Beat the eggs until light with the milk and the sour-dough starter.

Sift together the baking soda, baking powder, salt, sugar and flour. Combine the two mixtures and blend well.

Bake on a greased griddle or in an oiled skillet, browning on both sides. (if you wish to use an unoiled skillet or griddle, add ¼ cup of melted butter to the batter.) If you like very thin pancakes, add a little more milk to the batter.


Finally,  there’s the apple fritter which you can serve along side the traditional Ashkenazi Jelly Doughnuts.  There are SOOOOOOO many recipes for this I feel bad endorsing just one, though I HIGHLY recommend soaking the apples in some cognac or brandy prior to frying them in dough.  It adds another dimension to the tastiness!

Cognac Apple Fritters

Serves 6 to 8

4 apples
4 tablespoons cognac
1 egg — separated
½ cup milk
1 tablespoon sugar
1 cup flour
¼ teaspoon salt
1½ teaspoons baking powder
Powdered sugar
Peel, core and slice apples and place in a bowl. Pour cognac over them and cover tightly.

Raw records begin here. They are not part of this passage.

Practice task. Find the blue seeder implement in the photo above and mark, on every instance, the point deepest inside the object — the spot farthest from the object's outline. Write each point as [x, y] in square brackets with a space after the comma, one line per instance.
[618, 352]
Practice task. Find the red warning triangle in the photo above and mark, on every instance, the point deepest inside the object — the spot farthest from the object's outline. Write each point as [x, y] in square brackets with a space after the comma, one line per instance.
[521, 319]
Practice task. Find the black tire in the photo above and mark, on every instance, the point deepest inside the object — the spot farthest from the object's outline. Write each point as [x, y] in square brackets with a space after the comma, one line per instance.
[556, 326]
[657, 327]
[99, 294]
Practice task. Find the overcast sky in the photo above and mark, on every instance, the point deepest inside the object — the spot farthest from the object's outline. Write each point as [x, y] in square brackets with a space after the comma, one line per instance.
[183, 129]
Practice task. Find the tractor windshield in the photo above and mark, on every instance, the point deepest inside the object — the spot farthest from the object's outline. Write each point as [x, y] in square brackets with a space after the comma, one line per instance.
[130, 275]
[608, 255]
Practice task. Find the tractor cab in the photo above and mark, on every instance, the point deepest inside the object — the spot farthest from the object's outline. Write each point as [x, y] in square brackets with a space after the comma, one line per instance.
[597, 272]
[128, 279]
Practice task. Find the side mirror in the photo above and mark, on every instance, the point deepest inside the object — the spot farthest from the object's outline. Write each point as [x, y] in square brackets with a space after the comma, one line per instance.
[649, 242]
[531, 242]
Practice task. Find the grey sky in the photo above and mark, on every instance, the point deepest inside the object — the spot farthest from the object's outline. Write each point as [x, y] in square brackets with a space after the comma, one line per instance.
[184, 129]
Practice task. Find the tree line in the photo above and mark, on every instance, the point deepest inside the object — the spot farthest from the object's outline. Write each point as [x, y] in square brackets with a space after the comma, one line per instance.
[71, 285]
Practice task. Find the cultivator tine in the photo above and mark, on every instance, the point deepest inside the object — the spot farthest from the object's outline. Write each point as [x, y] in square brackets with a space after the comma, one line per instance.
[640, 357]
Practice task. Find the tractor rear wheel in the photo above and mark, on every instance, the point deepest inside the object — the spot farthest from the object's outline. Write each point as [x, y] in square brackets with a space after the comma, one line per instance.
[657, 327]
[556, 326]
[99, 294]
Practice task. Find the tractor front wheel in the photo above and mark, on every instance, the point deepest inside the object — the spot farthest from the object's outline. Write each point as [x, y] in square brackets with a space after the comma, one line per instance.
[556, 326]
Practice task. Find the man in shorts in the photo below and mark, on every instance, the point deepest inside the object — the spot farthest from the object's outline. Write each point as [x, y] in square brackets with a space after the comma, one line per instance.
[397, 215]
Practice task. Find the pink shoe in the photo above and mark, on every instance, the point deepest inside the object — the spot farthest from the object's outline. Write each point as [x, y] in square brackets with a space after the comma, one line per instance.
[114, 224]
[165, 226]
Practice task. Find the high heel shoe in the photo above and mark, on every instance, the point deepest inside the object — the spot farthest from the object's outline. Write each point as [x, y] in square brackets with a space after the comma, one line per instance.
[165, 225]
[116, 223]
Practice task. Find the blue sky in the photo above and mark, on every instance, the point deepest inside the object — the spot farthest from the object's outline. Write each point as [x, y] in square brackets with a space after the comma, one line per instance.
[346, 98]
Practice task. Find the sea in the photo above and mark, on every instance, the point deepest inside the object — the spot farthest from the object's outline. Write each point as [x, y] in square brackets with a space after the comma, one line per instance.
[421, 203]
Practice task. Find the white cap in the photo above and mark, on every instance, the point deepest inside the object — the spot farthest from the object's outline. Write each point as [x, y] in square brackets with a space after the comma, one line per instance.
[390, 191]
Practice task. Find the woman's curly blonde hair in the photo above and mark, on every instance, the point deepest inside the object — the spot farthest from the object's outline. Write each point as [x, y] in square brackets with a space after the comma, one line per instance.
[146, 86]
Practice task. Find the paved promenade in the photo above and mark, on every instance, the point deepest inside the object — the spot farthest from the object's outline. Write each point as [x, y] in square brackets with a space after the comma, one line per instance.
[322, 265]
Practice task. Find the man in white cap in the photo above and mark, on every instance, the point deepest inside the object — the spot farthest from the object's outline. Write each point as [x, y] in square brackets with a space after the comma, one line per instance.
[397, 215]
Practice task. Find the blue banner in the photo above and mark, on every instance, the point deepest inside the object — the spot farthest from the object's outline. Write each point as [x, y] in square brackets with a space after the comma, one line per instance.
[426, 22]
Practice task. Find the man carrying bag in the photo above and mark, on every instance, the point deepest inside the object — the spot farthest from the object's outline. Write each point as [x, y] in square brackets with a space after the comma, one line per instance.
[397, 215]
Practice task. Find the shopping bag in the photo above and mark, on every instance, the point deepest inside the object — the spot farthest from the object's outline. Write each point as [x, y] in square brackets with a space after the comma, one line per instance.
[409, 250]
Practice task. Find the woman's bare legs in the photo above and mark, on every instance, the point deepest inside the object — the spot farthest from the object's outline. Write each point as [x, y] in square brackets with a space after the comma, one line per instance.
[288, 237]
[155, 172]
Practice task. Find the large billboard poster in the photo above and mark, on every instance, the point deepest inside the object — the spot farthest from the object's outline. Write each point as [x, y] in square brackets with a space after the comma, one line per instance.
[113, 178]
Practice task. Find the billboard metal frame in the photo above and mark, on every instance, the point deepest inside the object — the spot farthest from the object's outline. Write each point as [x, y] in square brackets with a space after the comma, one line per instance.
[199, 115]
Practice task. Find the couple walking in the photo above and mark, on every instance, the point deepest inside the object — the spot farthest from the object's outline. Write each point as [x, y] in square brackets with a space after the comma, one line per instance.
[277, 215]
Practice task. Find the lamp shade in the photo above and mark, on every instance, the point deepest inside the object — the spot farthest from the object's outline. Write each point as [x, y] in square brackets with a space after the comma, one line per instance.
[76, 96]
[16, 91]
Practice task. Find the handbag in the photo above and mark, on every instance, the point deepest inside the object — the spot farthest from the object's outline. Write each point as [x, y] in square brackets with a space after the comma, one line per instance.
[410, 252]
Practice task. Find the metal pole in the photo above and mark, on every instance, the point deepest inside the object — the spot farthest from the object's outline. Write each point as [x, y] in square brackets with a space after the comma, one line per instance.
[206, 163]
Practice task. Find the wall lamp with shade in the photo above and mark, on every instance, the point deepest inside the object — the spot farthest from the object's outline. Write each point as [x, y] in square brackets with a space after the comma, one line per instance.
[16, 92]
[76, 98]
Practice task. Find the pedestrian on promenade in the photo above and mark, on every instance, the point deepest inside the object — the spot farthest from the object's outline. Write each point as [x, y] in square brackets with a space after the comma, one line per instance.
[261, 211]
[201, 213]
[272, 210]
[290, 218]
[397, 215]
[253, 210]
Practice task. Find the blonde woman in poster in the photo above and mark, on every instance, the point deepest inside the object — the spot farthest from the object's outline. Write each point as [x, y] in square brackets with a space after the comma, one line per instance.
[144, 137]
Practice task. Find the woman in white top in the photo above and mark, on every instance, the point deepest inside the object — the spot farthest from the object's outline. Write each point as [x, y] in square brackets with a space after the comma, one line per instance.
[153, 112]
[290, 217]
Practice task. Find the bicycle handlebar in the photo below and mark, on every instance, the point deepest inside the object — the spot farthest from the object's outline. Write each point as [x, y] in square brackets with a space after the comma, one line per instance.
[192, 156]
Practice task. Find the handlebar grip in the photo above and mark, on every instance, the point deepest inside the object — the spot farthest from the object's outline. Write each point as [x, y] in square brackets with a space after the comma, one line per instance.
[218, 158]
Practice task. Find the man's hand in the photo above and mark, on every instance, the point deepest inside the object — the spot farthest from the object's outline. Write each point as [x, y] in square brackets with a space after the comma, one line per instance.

Beat the egg yolk and mix with the milk and sugar. Mix well.

Sift the flour into the egg-yolk mixture and add the salt and baking powder. Stir well.

Beat egg white until stiff. Fold into above mixture.

Dip the apple slices in the batter and fry in deep fat heated to 365 degrees for 2 to 4 minutes, or until golden brown on both sides. Dust with powdered sugar while warm.

April 12, 2011 at 6:09 pm #5706


Thanks for the articles and posts. As the American daughter of 2 Dutch parents, now raising two children in the Jewish tradition, this was a joy to read and made me feel better about my own decision to color eggs the same week as having our passover seder and celebrate both Sinterklaas and Hannukah!